Now, let's delve into the concepts discussed in the article about Schedule F and its implications for farmers during tax season:

  1. Schedule F Form:

    • Definition: Schedule F is an IRS form titled "Profit or Loss from Farming," mandatory for sole proprietorships and single-member LLC farming businesses when filing federal taxes.
    • Purpose: It facilitates the reporting of profit and loss from farming activities, contributing to the assessment of total income tax liability.
  2. Schedule C Form:

    • Definition: Schedule C is a form titled "Profit and Loss from Business," obligatory for sole proprietors and single-member LLC businesses engaged in self-employment activities.
    • Comparison to Schedule F: Schedule F can be viewed as a specialized version of Schedule C tailored for farmers, focusing on reporting farm income and expenses.
  3. Form 1040:

    • Definition: Form 1040 is the U.S. Individual Tax Return form. It serves as the conduit for information from Schedule F to determine the sole proprietor farmer's total tax liability.
  4. Form 4835:

    • Definition: Form 4835 is for reporting Farm Rental Income and Expenses.
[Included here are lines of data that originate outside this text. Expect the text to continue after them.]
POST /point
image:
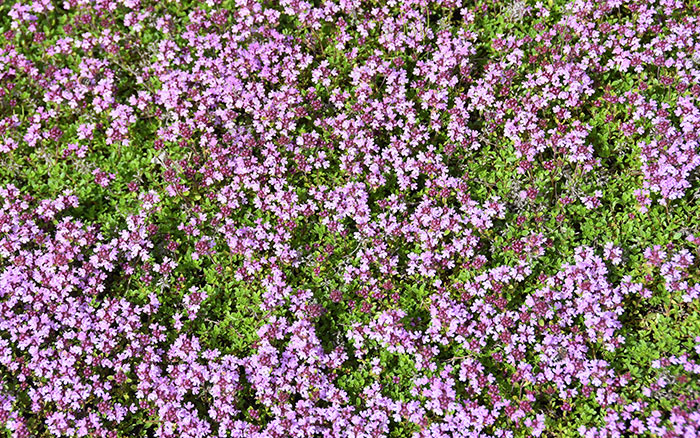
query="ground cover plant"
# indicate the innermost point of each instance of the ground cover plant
(349, 218)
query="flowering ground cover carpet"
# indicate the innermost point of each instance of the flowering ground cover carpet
(349, 218)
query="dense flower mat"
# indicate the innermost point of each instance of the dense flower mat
(349, 219)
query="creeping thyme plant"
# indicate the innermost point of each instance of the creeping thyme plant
(349, 218)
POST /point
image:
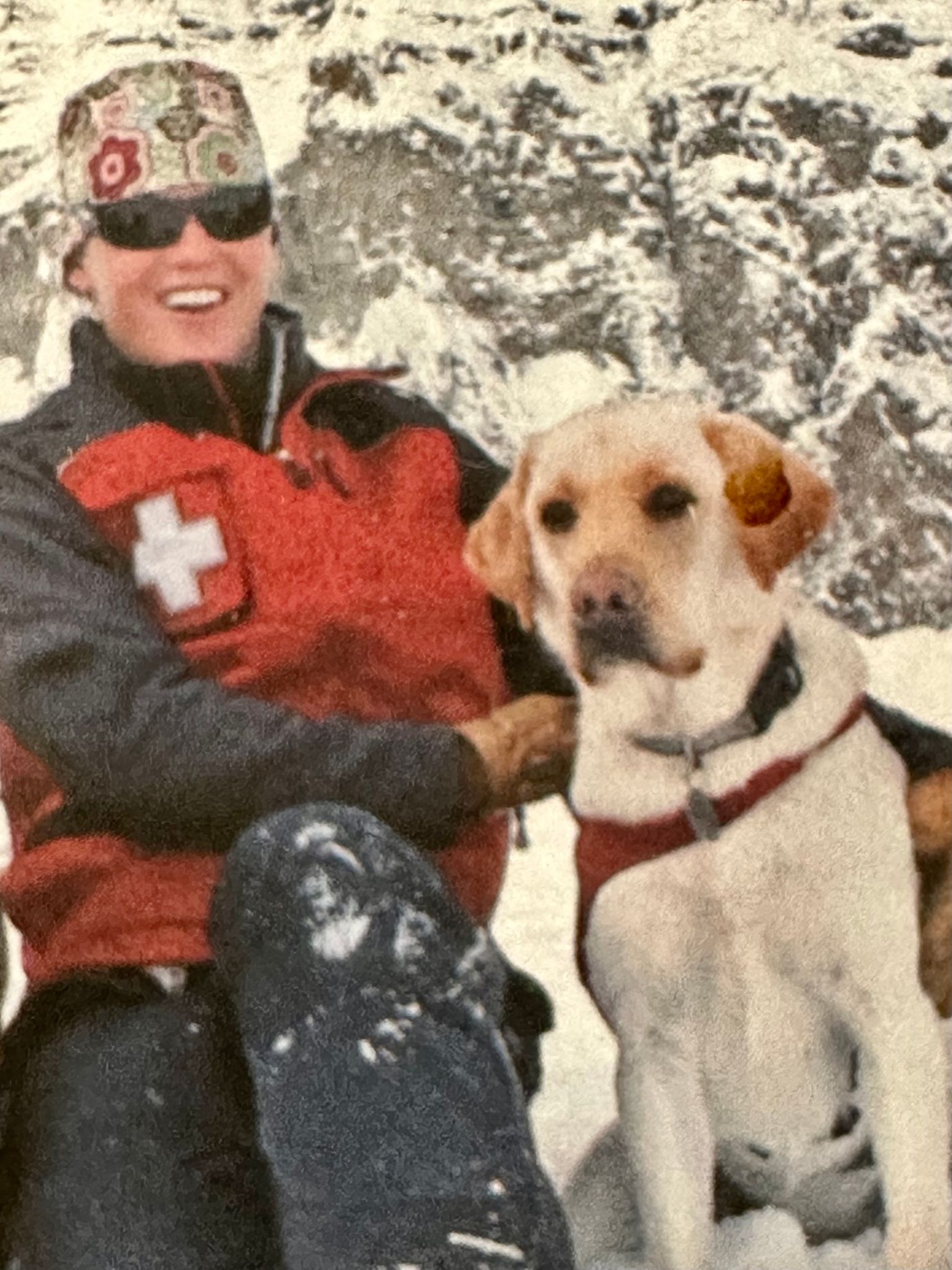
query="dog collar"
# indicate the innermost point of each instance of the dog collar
(777, 686)
(607, 848)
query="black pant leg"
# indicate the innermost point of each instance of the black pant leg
(131, 1142)
(368, 1005)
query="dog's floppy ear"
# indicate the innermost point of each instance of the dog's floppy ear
(780, 502)
(498, 545)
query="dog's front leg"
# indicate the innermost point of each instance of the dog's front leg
(904, 1083)
(669, 1145)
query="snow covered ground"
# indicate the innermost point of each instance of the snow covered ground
(912, 670)
(535, 925)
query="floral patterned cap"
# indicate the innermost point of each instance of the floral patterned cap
(145, 128)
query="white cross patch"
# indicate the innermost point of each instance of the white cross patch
(170, 553)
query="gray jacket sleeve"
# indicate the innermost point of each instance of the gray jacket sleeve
(144, 747)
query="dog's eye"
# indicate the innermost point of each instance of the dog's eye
(559, 516)
(668, 502)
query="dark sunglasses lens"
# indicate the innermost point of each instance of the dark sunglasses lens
(234, 214)
(140, 223)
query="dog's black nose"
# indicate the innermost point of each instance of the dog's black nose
(603, 591)
(610, 616)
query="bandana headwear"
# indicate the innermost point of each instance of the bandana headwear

It allows landowners to declare income and expenses related to renting their land to other farmers.
  5. Required Information for Schedule F:

    • Sales of livestock, crops, and farm-related goods or services
    • Equipment expenses and depreciation
    • Conservation expenses
    • Insurance and tax expenses
    • Rent or lease for vehicles, land, etc.
    • Labor and employment expenses
    • Input, seed, fuel, crop insurance, and other common farm operating expenses
  6. Schedule F Tax Write Offs:

    • Farmers can deduct various expenses, such as conservation activities, interest on farm loans, rent or lease payments, repairs and maintenance, and more.
    • Asset depreciation and creative deductions for car and truck expenses are explored.
  7. Expense Tracking for Tax Season:

    • The article recommends a proactive approach to tracking expenses using tools like FarmRaise Tracks, a mobile app designed for farmers.
    • Features include real-time expense tracking, uploading receipts, categorizing expenses, and exporting reports for tax preparation.
  8. Filing Schedule F:

    • Two main opportunities to file: mid-January (e.g., January 17, 2023, for 2023) or alongside Form 1040 by March 1, 2023, provided the full tax amount is paid.
    • For businesses with non-calendar fiscal years, specific deadlines must be adhered to.
  9. Additional Tax Resources:

    • Mention of an upcoming "Ultimate Farmer’s Tax Guide."
    • Reference to FarmRaise Tracks as a tool for expense tracking.
  10. Disclaimer:

    • The article emphasizes consulting a certified public accountant (CPA) or financial professional for personalized financial or legal advice, highlighting that the post provides tips but is not a substitute for professional guidance.

In conclusion, understanding the nuances of Schedule F and related tax forms is crucial for farmers to streamline the tax filing process, maximize deductions, and ensure compliance with IRS regulations. Utilizing tools like FarmRaise Tracks can further simplify expense tracking and contribute to overall farm prosperity.